LinuxQuestions.org
Welcome to the most active Linux Forum on the web.
Home Forums Tutorials Articles Register
Go Back   LinuxQuestions.org > Forums > Non-*NIX Forums > Programming
User Name
Password
Programming This forum is for all programming questions.
The question does not have to be directly related to Linux and any language is fair game.

Notices


Reply
  Search this Thread
Old 05-13-2009, 01:49 AM   #1
Alien_Hominid
Senior Member
 
Registered: Oct 2005
Location: Lithuania
Distribution: Hybrid
Posts: 2,247

Rep: Reputation: 53
C string as an array of chars and as a pointer to char


Please look at the comments
Code:
/*
 * TEST CASE TO CHECK DIFFERENCES BETWEEN STRING AS
 * AN ARRAY OF CHARS AND AS A POINTER TO CHAR
 */

#include  <stdio.h>
//#include  <string.h>

int main(void)
{
	char a[] = "foo";
	char *b  = "bar";
	char * const c = "changeme";

	printf("a - %s %c %p\n", a, *a, a);
	printf("b - %s %c %p\n", b, *b, b);
	//printf("c - %s %c %p\n", c, *c, c);

	//c = "ok";   //compiler error
	//*c = 's';   //compiles, but segfaults when executing (why?)
	//c[1] = 't'; //compiles, but segfaults when executing (why?)
	
	b = "qwe"; //b lost previous address

	/*
	 * THESE DO NOT WORK
	 */
	//b[] = "zxc"; //compiler error
	//a = "dfg";   //compiler error
	//a[] = "rty"; //compiler error

	*a = "cvb"; //have no idea, what a hell it does (after xxd it seems it's writing MSB or LSB of &"cvb")
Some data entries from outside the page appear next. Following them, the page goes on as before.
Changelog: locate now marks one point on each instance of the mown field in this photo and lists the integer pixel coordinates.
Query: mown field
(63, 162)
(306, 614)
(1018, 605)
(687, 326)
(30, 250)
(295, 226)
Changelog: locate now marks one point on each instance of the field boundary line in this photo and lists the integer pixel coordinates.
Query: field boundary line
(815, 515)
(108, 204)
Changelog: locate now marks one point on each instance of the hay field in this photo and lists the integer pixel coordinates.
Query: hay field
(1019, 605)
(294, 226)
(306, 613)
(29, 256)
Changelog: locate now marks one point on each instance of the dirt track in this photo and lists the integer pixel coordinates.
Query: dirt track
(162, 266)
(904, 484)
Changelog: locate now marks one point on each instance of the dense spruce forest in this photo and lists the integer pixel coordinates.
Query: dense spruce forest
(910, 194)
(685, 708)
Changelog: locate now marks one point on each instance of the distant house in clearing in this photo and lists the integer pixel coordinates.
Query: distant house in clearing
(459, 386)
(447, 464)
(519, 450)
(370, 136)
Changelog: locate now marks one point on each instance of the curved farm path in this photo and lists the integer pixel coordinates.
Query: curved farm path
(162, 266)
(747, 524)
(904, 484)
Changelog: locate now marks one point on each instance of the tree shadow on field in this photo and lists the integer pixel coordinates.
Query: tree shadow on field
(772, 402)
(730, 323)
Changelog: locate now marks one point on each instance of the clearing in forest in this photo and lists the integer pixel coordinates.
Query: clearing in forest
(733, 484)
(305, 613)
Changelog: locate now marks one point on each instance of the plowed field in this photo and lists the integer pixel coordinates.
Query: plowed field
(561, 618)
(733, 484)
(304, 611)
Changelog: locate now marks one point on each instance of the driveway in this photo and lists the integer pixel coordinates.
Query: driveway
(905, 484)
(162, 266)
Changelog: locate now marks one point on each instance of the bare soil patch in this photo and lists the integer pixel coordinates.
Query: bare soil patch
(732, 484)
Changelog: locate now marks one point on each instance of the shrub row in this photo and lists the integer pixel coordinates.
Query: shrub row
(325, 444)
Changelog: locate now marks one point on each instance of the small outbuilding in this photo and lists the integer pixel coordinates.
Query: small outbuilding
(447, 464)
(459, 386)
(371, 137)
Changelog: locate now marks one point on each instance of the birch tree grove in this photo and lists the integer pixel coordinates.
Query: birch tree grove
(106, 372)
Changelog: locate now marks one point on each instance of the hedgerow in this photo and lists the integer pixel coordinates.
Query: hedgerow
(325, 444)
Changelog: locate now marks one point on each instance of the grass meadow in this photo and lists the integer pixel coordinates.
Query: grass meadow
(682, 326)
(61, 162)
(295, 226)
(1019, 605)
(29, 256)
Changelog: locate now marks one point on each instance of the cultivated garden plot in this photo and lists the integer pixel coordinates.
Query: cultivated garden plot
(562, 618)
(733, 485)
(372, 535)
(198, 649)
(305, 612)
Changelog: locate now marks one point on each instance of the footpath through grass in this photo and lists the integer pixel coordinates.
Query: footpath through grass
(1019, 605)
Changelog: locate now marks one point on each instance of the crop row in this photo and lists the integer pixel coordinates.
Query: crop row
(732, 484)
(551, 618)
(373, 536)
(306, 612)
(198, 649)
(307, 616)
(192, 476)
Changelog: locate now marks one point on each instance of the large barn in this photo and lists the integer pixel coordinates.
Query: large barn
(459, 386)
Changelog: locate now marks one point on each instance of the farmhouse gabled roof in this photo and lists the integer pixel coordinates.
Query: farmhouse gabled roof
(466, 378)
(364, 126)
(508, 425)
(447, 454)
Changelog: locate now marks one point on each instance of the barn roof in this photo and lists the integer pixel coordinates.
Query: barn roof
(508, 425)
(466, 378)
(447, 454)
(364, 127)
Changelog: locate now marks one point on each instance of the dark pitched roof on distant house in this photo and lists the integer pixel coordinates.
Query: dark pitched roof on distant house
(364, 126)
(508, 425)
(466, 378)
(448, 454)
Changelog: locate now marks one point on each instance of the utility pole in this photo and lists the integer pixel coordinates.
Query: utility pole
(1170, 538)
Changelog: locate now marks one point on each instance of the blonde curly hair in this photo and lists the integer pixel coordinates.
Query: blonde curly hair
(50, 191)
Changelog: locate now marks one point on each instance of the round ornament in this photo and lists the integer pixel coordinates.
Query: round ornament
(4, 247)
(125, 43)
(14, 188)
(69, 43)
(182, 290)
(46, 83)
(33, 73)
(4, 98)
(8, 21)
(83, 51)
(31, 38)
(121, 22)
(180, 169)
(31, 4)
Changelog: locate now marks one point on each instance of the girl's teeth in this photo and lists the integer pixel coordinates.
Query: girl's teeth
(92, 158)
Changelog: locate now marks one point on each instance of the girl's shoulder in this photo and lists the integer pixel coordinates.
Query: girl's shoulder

	printf("a - %s %c %p\n", a, *a, a);
	printf("b - %s %c %p\n", b, *b, b);
	
	/*
	 * THESE DO NOT WORK
	 */
	//b[0] = 't';  //compiles, but segfaults when executing (why?)
	//*b = 'b';    //compiles, but segfaults when executing (why?)

	b = a;

	printf("b - %s %c %p\n", b, *b, b);

	b[2] = 't';
	*(b+1) = 'b';
	*(++b) = 'n'; 
	--b;

	printf("b - %s %c %p\n", b, *b, b);

	a[0] = 'z';
	*(a+1) = 'e';
	//*(++a) = 'r'; //compiler error (expected)

	printf("b - %s %c %p\n", a, *a, a);

	return 0;
}
Why do I get such a strange output?
Code:
a - foo f 0xbff204b8
b - bar b 0x80485e0
a - 
oo 
 0xbff204b8
b - qwe q 0x8048609
b - 
oo 
 0xbff204b8
b - 
nt 
 0xbff204b8
b - zet z 0xbff204b8
Tested using gcc (GCC) 4.3.3.
Please elaborate. I also would like links explaining these disrepancies deeply.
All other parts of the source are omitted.